En outre, à compter d’avril 2015, les ministres, y compris le premier ministre, publieront mensuellement une liste des rencontres qu’ils ont eues avec des acteurs non gouvernementaux, trois mois après les faits, mais seulement les rencontres que ces personnes ont sollicitées. Si c’est le ministre qui demande à voir quelqu’un, il n’aura pas à faire de déclaration.

Les acteurs non gouvernementaux, ce sont les représentants d’entreprises, d’organismes, de syndicats, et les citoyens en général, mais aussi un maire, un recteur, un directeur d’hôpital ou de cégep, a précisé Jean-Marc Fournier. Les rencontres du ministre avec son sous-ministre, des membres de son cabinet ou des collègues élus ne sont pas visées. De même, les membres de son cabinet pourront rencontrer qui bon leur semble sans rendre de comptes.

S’il est jugé que la divulgation de ces rencontres pourrait nuire à des intérêts économiques, compromettre la sécurité ou encore entraver la justice, elles resteront secrètes.

Évidemment, la bonne foi se présume. Si, par exemple, un chef d’entreprise veut rencontrer un ministre sans que cela se sache, il n’a qu’à demander à celui-ci de « solliciter » la rencontre. « Est-ce qu’on va inventer une police qui va vérifier que les renseignements seront offerts ? La réponse, c’est non », a indiqué le ministre.

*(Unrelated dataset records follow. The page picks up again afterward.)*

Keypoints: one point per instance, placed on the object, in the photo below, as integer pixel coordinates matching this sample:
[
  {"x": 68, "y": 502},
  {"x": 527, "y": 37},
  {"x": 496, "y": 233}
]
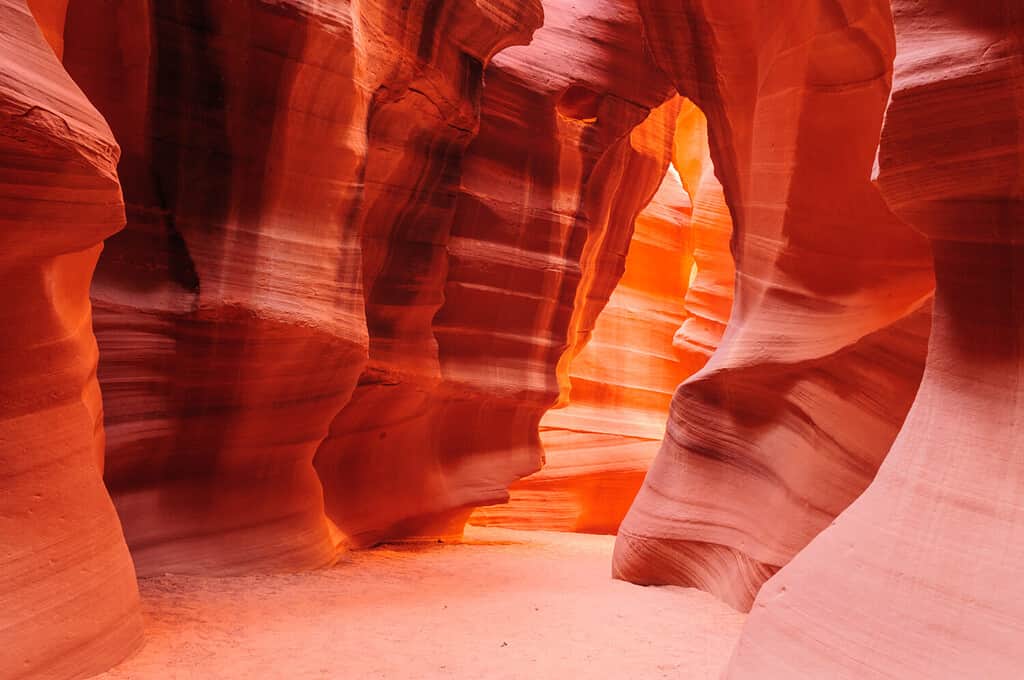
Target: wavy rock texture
[
  {"x": 258, "y": 136},
  {"x": 69, "y": 605},
  {"x": 920, "y": 578},
  {"x": 521, "y": 255},
  {"x": 655, "y": 331},
  {"x": 790, "y": 420},
  {"x": 709, "y": 297}
]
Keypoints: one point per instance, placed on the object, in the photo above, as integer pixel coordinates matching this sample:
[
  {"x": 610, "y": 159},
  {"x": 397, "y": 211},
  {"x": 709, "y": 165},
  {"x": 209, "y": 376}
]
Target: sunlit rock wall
[
  {"x": 531, "y": 245},
  {"x": 822, "y": 355},
  {"x": 655, "y": 330},
  {"x": 69, "y": 605},
  {"x": 920, "y": 578}
]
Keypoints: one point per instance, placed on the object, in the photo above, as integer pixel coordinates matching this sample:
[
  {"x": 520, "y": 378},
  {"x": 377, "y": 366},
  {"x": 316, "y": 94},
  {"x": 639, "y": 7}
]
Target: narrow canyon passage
[
  {"x": 313, "y": 307},
  {"x": 503, "y": 604}
]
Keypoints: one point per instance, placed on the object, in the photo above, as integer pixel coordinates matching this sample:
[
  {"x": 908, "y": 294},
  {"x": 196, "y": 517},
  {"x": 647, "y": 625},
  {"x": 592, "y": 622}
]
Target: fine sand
[{"x": 502, "y": 604}]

D’ici une dizaine de jours, Jean-Marc Fournier ajoutera une brique à son oeuvre en annonçant la divulgation d’informations sur les allocations de dépenses des ministres.

5 commentaires
  • Pierre Labelle - Inscrit 7 novembre 2014 04 h 56

    Phillippe rencontre Arthur.

    Phillippe rencontre Arthur pour planifier un voyage de pêche au saumon, c'est cela de la transparence.... Et le contenu de la rencontre lui, mis à part les saumons bien sûr, qu'en est-il? Cela m'apparait une grosse mascarade, on nous prend vraiment pour des valises si ce Fournier croit que l'on va gober cette salade. Tant qu'à faire pourquoi ne pas engagé le grand, le seul, l'unique inspecteur Duchesneau qui pourrait faire enquête sur chacune de ces rencontres et ensuite nous produire un rapport de son cru, un rapport transparent. Comme le ridicule ne tue pas, allez-y gaiement Jean-Marc et les autres, faut bien rigoler....

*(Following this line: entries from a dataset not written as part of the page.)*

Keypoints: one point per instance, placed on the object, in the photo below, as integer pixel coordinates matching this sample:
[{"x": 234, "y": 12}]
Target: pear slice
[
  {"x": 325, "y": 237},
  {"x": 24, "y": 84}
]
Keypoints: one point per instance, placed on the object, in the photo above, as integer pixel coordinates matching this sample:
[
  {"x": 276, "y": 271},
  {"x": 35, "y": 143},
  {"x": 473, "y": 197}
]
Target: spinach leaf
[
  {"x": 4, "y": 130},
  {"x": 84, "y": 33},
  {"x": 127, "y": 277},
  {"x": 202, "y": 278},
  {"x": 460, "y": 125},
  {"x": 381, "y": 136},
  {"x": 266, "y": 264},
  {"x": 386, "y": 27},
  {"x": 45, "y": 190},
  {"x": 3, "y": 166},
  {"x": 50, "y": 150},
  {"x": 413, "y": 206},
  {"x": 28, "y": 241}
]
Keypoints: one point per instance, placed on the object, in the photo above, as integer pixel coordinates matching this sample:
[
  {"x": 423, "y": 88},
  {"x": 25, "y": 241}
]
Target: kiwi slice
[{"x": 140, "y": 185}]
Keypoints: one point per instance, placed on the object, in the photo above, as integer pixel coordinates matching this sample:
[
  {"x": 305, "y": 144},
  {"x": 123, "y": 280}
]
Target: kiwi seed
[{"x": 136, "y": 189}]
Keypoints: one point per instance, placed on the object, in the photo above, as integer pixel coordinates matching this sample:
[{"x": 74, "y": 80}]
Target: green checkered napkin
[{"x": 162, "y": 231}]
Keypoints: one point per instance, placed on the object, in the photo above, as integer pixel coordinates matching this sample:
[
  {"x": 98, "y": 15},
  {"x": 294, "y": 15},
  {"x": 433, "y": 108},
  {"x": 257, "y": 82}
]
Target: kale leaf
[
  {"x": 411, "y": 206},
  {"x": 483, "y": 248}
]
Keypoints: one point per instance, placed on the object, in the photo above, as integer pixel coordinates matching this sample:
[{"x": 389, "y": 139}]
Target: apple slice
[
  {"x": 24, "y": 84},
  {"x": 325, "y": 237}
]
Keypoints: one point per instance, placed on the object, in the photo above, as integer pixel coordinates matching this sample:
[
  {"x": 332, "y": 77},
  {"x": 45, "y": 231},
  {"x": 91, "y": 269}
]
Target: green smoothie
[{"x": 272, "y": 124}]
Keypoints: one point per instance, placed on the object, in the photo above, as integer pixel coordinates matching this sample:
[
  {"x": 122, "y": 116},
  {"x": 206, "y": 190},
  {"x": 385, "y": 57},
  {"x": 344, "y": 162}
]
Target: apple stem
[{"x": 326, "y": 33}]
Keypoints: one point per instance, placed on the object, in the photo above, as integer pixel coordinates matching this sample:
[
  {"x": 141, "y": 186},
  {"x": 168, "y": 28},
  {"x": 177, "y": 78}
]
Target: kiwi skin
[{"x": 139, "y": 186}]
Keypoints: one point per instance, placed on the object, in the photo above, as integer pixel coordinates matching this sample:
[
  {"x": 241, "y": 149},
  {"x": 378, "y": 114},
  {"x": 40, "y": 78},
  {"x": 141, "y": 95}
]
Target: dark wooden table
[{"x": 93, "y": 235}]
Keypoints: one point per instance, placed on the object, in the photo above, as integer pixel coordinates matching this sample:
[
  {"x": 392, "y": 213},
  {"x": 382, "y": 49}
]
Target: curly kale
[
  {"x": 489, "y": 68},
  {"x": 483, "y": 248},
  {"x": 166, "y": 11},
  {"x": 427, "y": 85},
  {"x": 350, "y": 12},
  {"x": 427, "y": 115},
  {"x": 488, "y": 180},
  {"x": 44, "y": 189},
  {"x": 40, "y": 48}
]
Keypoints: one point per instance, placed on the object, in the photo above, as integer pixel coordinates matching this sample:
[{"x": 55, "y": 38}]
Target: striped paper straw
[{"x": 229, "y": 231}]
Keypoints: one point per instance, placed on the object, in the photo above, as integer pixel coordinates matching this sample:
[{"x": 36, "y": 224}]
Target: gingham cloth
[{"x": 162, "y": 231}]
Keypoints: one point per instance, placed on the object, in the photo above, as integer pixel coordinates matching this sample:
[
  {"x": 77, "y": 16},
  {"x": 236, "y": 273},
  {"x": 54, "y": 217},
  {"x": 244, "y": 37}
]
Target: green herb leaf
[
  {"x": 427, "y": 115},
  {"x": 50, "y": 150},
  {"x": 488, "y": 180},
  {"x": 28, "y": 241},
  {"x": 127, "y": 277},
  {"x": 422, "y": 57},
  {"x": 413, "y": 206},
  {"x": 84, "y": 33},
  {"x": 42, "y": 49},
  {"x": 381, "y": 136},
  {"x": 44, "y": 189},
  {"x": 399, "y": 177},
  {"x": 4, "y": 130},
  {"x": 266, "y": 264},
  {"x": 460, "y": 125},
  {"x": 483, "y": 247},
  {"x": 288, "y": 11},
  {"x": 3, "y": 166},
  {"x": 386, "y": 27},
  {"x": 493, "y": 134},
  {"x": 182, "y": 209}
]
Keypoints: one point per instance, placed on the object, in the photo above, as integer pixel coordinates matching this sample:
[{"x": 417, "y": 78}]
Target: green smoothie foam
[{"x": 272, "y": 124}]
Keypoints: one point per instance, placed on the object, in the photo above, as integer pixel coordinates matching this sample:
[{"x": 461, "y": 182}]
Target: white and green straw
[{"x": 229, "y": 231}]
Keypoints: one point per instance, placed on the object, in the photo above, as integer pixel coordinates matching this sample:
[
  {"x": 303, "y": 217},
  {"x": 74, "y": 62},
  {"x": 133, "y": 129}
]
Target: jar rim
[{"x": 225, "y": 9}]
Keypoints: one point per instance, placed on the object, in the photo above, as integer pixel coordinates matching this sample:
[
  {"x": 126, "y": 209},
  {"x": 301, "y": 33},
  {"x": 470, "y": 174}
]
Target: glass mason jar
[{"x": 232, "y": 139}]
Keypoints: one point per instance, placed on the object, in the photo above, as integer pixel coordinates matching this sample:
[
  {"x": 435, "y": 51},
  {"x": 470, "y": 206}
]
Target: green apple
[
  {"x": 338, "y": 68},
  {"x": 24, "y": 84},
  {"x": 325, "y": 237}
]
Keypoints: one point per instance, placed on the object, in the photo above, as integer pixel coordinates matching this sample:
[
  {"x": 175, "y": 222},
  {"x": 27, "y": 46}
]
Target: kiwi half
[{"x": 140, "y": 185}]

  • Gisèle Filion - Inscrite 7 novembre 2014 08 h 08

    Invoquer la transparence n'en donne pas nécessairement

    Oui, on nous prend pour des valises.

    Ce premier pas dans le sens de la prétendue transparence en est un qui semble justement ne viser qu'à l'invoquer comme si ce faisant, on en acquiérrait.

    Il semble que ce soit là une nouvelle façon toute libérale, de régler des problèmes. Sous prétexte de les régler, on ne fait que donner l'opportunité de les cacher sous le tapis, pendant qu'on se vantera de les avoir réglés.

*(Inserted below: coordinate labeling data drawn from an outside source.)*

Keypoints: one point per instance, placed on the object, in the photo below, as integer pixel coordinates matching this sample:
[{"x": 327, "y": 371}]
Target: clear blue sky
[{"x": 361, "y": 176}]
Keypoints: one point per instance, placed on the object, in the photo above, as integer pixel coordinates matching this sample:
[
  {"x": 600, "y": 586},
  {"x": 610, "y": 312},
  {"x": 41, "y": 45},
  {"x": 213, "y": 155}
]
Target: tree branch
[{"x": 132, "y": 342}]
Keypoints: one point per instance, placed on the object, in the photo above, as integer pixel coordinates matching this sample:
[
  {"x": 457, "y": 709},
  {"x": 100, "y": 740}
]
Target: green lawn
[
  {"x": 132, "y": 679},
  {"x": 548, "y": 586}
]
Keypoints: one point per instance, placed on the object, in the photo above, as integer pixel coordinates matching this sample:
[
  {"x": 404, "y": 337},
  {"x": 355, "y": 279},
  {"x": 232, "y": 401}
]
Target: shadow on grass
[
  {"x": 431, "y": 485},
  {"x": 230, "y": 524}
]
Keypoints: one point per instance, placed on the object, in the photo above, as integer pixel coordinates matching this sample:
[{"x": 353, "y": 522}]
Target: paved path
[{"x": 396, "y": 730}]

    C'est une insulte à l'intelligence.

    Invoquer la transparence n'en donne pas nécessairement.

    • Claude Lachance - Inscrite 7 novembre 2014 14 h 28

      Et aussi une façon de contrôler et d'imposer l'opacité de ce que Monsieur Couillard appelle sa mission.

  • Sylvain Bolduc - Inscrit 7 novembre 2014 20 h 32

    Transparence oui mais à sens unique...

    Si un ministre veut rencontrer quelqu'un, il n'a pas à le divulguer. Voilà l'autoroute à sens unique de la corruption des nouveaux libéraux. Mais vraiment, ils nous prennent pour des cons ou quoi? Le pire c'est que la majorité des québécois n'y verront que du feu dans la BS de Fournier.

  • Leclerc Éric - Inscrit 7 novembre 2014 23 h 05

    Les agenda ça demeure personnel... surtout pour les ministres

    Seules les rencontres officielles seront dévoilées au grand jour. Les rencontres privées qui ont lieu dans des clubs bien connus des ministres, où se "closent" les affaires autour d'un copieux lunch ne seront jamais rendues publiques. Car aucun contributeur à la caisse électorale du PLQ ou argentier ne tiendra à ce que les rendez-vous «particuliers« ne soient connus de tous.

    Coullard a réussi à former un gouvernement majoritaire, et ceux qui ont réélu ce gouvernement ont tenu à ce que le passé soit oublié, où que l'on maquille la vérité, pour mieux poursuivre la tradition libérale de l'époque Charest.